If the opera's brand of magic realism was this effective in concert, think what an imaginative production might achieve. Whether the company sees fit to stage rarities like The Enchantress when it returns to Covent Garden depends in part on whether it finds a director as instinctively theatrical as Nicholas Payne, who last week announced his move to English National Opera. Payne's vision has been crucial in boosting artistic standards during the Royal Opera's recent traumas. He will be a hard man to replace.

Few performers can make the journey from Bach to bluegrass seem logical, but Yo-Yo Ma at the Wigmore Hall performed that unlikely feat by means of an encore, an Appalachian waltz from his recent Nashville album. A Nashville album by a classical artist of Ma's stature? Some would dismiss it as rancid crossover, but Ma sees a coherence. Partly as a means of promoting his TV series Inspired by Bach, Ma had toured Bach's Cello Suites throughout Europe, and here he played numbers one, five and six.

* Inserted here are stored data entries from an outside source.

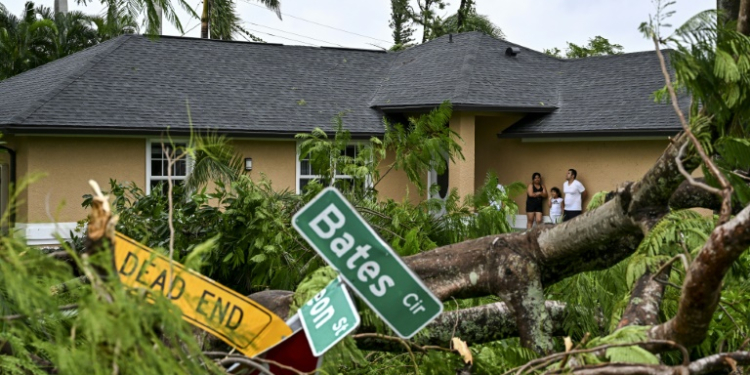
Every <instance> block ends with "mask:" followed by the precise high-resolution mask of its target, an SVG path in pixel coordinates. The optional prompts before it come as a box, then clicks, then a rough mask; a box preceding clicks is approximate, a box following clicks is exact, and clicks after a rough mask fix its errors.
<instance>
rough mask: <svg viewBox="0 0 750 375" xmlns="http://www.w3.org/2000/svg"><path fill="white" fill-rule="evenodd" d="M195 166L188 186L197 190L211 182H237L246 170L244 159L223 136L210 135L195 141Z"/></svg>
mask: <svg viewBox="0 0 750 375" xmlns="http://www.w3.org/2000/svg"><path fill="white" fill-rule="evenodd" d="M195 141H196V142H195V143H196V144H195V146H194V147H195V152H194V153H193V158H192V162H193V166H192V170H191V171H190V175H189V176H188V179H187V182H186V186H187V188H188V189H189V190H196V189H198V188H200V187H202V186H204V185H205V184H207V183H208V182H209V181H222V182H224V183H230V182H232V181H236V180H237V179H238V178H239V176H240V173H242V171H243V170H244V164H243V160H242V157H241V156H240V155H239V154H237V153H236V152H235V151H234V147H232V145H231V144H229V142H228V141H227V139H226V137H225V136H223V135H217V134H216V133H209V134H207V135H205V136H202V137H198V138H196V140H195Z"/></svg>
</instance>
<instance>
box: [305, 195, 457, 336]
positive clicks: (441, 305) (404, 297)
mask: <svg viewBox="0 0 750 375" xmlns="http://www.w3.org/2000/svg"><path fill="white" fill-rule="evenodd" d="M292 225H294V228H295V229H297V231H298V232H299V233H300V234H301V235H302V237H304V238H305V239H306V240H307V242H308V243H310V245H311V246H312V247H313V248H314V249H315V250H316V251H317V252H318V254H320V256H321V257H323V259H325V260H326V261H327V262H328V264H330V265H331V267H333V268H335V269H336V270H337V271H339V273H340V274H341V276H342V277H343V278H344V280H346V282H347V284H349V286H351V287H352V289H354V291H356V292H357V294H359V296H360V297H361V298H362V299H363V300H364V301H365V302H367V304H368V305H369V306H370V308H372V310H373V311H375V312H376V313H377V314H378V315H379V316H380V317H381V318H382V319H383V321H385V322H386V324H388V325H389V326H390V327H391V328H392V329H393V331H394V332H396V334H397V335H399V336H400V337H402V338H411V337H412V336H414V335H415V334H416V333H417V332H419V331H420V330H421V329H422V328H424V326H426V325H427V324H428V323H429V322H430V321H432V320H433V319H434V318H435V317H437V316H438V315H439V314H440V312H442V311H443V304H442V303H440V301H439V300H438V299H437V298H436V297H435V296H434V295H433V294H432V293H431V292H430V291H429V289H427V287H425V286H424V284H423V283H422V281H421V280H420V279H419V277H417V276H416V275H415V274H414V273H413V272H412V271H411V270H410V269H409V268H408V267H407V266H406V265H405V264H404V262H403V261H402V260H401V258H400V257H399V256H398V255H397V254H396V253H395V252H393V250H392V249H391V248H390V246H388V244H386V243H385V242H384V241H383V240H382V239H381V238H380V236H378V235H377V233H375V231H373V230H372V228H370V226H369V225H368V224H367V222H365V220H364V219H362V217H361V216H360V215H359V213H357V211H356V210H355V209H354V207H352V206H351V204H349V202H348V201H347V200H346V199H345V198H344V197H343V196H342V195H341V193H339V192H338V191H337V190H336V189H335V188H326V189H324V190H323V191H322V192H321V193H320V194H318V196H317V197H315V198H314V199H313V200H312V201H310V203H308V204H307V205H306V206H305V207H303V208H302V209H301V210H300V211H299V212H297V214H296V215H294V218H293V219H292Z"/></svg>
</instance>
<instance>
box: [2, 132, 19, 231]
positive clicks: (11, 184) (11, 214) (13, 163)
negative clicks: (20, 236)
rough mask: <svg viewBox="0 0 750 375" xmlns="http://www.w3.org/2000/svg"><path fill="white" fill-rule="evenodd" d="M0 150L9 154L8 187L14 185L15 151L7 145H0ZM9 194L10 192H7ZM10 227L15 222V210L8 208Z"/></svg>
mask: <svg viewBox="0 0 750 375" xmlns="http://www.w3.org/2000/svg"><path fill="white" fill-rule="evenodd" d="M0 150H5V151H7V152H8V154H9V155H10V184H8V187H10V186H13V187H14V188H15V186H16V151H15V150H13V149H12V148H10V147H8V146H3V145H0ZM8 195H10V192H8ZM9 224H10V227H11V228H12V227H13V226H14V225H15V224H16V210H10V223H9Z"/></svg>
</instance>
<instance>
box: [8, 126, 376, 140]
mask: <svg viewBox="0 0 750 375" xmlns="http://www.w3.org/2000/svg"><path fill="white" fill-rule="evenodd" d="M0 131H2V132H3V133H5V134H13V135H60V134H66V135H106V136H123V135H127V136H147V137H148V136H157V135H161V134H164V133H169V134H170V135H173V136H188V135H190V134H195V133H207V132H216V133H218V134H221V135H226V136H228V137H238V138H240V137H253V138H290V139H293V138H294V137H295V136H296V135H297V134H300V133H304V130H298V131H271V130H236V129H232V130H222V129H206V128H198V129H196V128H193V129H190V128H174V127H170V128H167V127H164V128H161V129H155V128H151V129H149V128H132V127H108V128H101V127H81V126H29V125H28V124H24V125H15V124H14V125H0ZM350 133H351V135H352V138H355V139H363V138H370V137H382V136H383V132H350ZM331 134H333V133H332V132H331Z"/></svg>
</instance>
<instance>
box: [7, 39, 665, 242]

In the first, he gave full rein to his sense of fantasy, his daring way with the music's line supported by a dazzling array of colours. If he was slightly less convincing in the fifth suite, his performance of the last was electrifying. In the Prelude, bearing down hard with the bow, he conjured up an eerie, buzz-saw sound that, to these ears, forged the link with folk fiddlers: after all, hillbilly music can be traced, in an unbroken line, back to middle-European forms that existed in Bach's day. This is not, I should say, something that Yo-Yo Ma exaggerates, but the rhythmic and interpretative freedom of his playing makes the connection at least tenable. He's a charismatic performer, able to create a world whose gravitational pull draws his audience in.

On Wednesday (Royal Festival Hall), Kurt Masur conducted the London Philharmonic in a concert dedicated to Klaus Tennstedt's memory. Anne Sofie von Otter was billed to sing Mahler's Das Lied von der Erde alongside Herbert Lippert, but when she withdrew, Florence Quivar deputised. I yield to no one in admiration of von Otter, but perhaps in this inst-ance Quivar was a better bet. Her voice, with its generous vibrato, is sumptuous, and if her enunciation of German consonants was blurred her tone suited the music's effusive emotions.

Mahler gives the tenor a tougher time, and it's hard not to wince at the tortures he visits on his hapless victim during the opening moments. Lippert coped well, there, and when the voice had the chance to work in less strident mode, he showed real warmth. Yet this is the mezzo-soprano's show, and Quiver was bewitching, especially in the whispers of "Ewig ... ewig" (for ever and ever) that finally take this song back to the earth whence if came. Conducting, Masur didn't gloss over Mahler's raucous vulgarity, but he was best leading the orchestra through moments of hushed awe. The LPO's low strings were in fine form, and there was palpable menace at the beginning of the Abschied (Farewell), the taut harps reining in the orientalist excesses. A worthy tribute to Tennstedt in repertoire at which he excelled.

The second programme in Yo-Yo Ma's series 'Inspired by Bach' is on BBC2 tonight at 6.30pm. It continues on 14 Feb (8.05pm), 15 (4.25pm), 21 (8pm) and 22 Feb (4.30pm).